Une publicité pour un désinfectant destiné aux téléphones

Une publicité pour un désinfectant destiné aux téléphones et censé prévenir la contagion. 

(Archives de la Croix-Rouge)

La Suisse était-elle préparée?

Cette pandémie est l'un des facteurs qui a conduit la Suisse au bord de la guerre civile, en raison de sa réaction inappropriée. Le corps médical de l’armée a été accusé d’être mal préparé, de manquer de lieux d’accueil, de moyens de transport et de médicaments. L’indignation de la population a pris une telle ampleur dans les médias qu’une commission d’enquête a été nommée. Cette mesure n’a pas amélioré les conditions sur le terrain, mais a permis d’apaiser la grogne populaire.
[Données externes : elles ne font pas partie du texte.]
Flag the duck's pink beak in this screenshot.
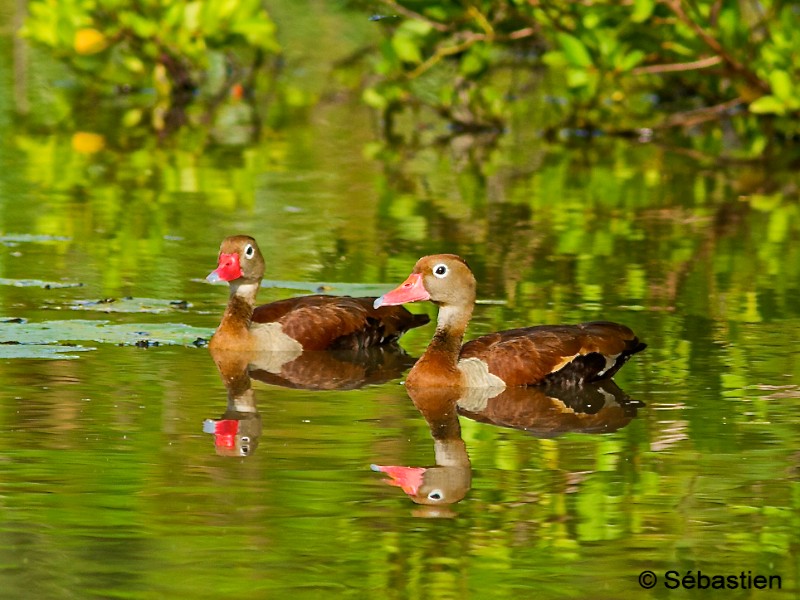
[206,252,242,283]
[374,273,431,308]
[203,419,239,450]
[370,465,427,496]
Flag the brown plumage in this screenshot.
[207,235,429,353]
[375,254,646,388]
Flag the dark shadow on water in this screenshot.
[372,380,644,517]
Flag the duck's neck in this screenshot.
[220,282,259,330]
[407,303,472,385]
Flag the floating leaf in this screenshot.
[557,33,594,67]
[0,277,83,289]
[750,95,786,115]
[0,319,213,346]
[69,296,191,314]
[0,344,95,360]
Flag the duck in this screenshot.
[374,254,647,393]
[206,235,430,357]
[370,388,472,507]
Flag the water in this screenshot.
[0,3,800,599]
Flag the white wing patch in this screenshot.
[250,323,303,362]
[458,356,506,394]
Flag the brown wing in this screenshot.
[250,345,415,390]
[458,381,644,437]
[253,295,429,350]
[461,321,646,386]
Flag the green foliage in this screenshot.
[22,0,280,129]
[358,0,800,156]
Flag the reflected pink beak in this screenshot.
[374,273,431,308]
[206,252,242,283]
[370,465,428,496]
[203,419,239,450]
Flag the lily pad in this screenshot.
[0,277,83,290]
[68,296,192,314]
[0,233,72,245]
[0,319,213,346]
[0,344,94,360]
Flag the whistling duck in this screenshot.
[206,235,429,355]
[375,254,646,389]
[370,387,472,506]
[371,380,644,506]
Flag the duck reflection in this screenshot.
[203,345,415,457]
[371,380,644,514]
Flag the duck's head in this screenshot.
[375,254,476,308]
[206,235,264,283]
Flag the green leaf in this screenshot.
[769,71,794,103]
[617,50,645,72]
[392,31,422,64]
[750,95,786,115]
[557,33,594,67]
[631,0,656,23]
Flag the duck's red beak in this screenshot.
[206,252,242,283]
[374,273,431,308]
[203,419,239,450]
[370,465,427,496]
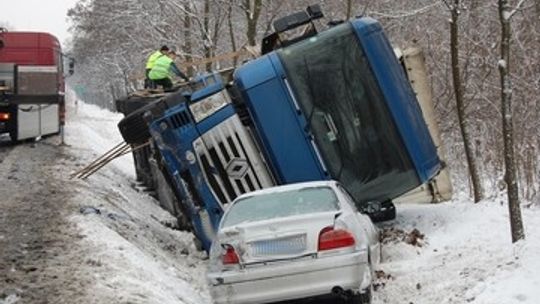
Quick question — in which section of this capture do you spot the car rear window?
[222,187,339,227]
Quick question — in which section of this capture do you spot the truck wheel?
[9,131,19,144]
[118,108,150,144]
[118,93,185,144]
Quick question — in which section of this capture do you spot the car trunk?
[218,211,339,265]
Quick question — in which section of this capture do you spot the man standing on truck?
[148,51,189,90]
[144,45,169,89]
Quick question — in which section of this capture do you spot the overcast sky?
[0,0,78,45]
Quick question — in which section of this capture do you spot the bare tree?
[498,0,525,242]
[444,0,484,203]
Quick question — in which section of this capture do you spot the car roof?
[234,180,337,202]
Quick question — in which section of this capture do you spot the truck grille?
[193,115,274,204]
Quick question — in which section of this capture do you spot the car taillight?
[319,227,356,251]
[221,245,240,265]
[0,112,10,120]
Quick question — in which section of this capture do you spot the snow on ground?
[58,92,209,304]
[0,88,540,304]
[377,200,540,304]
[62,92,540,304]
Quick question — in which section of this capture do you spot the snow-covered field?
[0,93,540,304]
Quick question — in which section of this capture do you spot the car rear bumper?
[208,251,371,304]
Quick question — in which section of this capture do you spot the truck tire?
[118,92,186,144]
[115,96,159,116]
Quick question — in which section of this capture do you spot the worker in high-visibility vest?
[148,51,189,89]
[144,45,169,89]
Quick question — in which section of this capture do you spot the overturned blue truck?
[117,7,448,250]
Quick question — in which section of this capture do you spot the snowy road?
[0,95,540,304]
[0,138,87,303]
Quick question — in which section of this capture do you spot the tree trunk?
[346,0,352,20]
[202,0,212,72]
[450,0,484,203]
[184,2,194,76]
[499,0,525,243]
[244,0,262,46]
[227,2,238,67]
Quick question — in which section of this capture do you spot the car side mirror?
[362,201,382,215]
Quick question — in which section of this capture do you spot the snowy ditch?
[28,94,540,304]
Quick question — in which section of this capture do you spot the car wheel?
[354,285,373,304]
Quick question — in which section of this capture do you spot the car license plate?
[250,234,306,256]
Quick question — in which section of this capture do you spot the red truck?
[0,28,65,141]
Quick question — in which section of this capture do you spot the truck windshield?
[278,24,420,203]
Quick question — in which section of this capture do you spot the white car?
[207,181,381,304]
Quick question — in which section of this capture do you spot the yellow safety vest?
[148,56,173,80]
[146,51,164,70]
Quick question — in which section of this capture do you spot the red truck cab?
[0,29,65,141]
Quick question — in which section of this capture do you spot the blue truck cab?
[150,14,441,250]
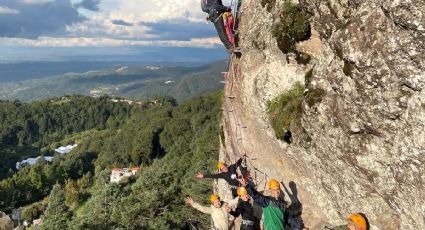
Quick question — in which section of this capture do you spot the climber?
[201,0,235,53]
[185,194,229,230]
[332,213,369,230]
[282,181,304,230]
[240,179,286,230]
[227,187,257,230]
[196,158,247,198]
Malgré le nombre élevé de victimes, les Suisses ont peu d’occasions de se remémorer ces événements et de rendre hommage aux disparus. Il n’existe aucun jour commémoratif de cette pandémie. L’historien Jakob Tanner a écrit, dans le quotidien zurichois NZZ, que les années 1920 étaient marquées par une période de tensions internes à la suite de la grève nationale de novembre 1918. Le journaliste de la NZZ conclut qu’il restait alors peu d’espace mental disponible pour commémorer une maladie infectieuse, aussi dévastatrice soit-elle.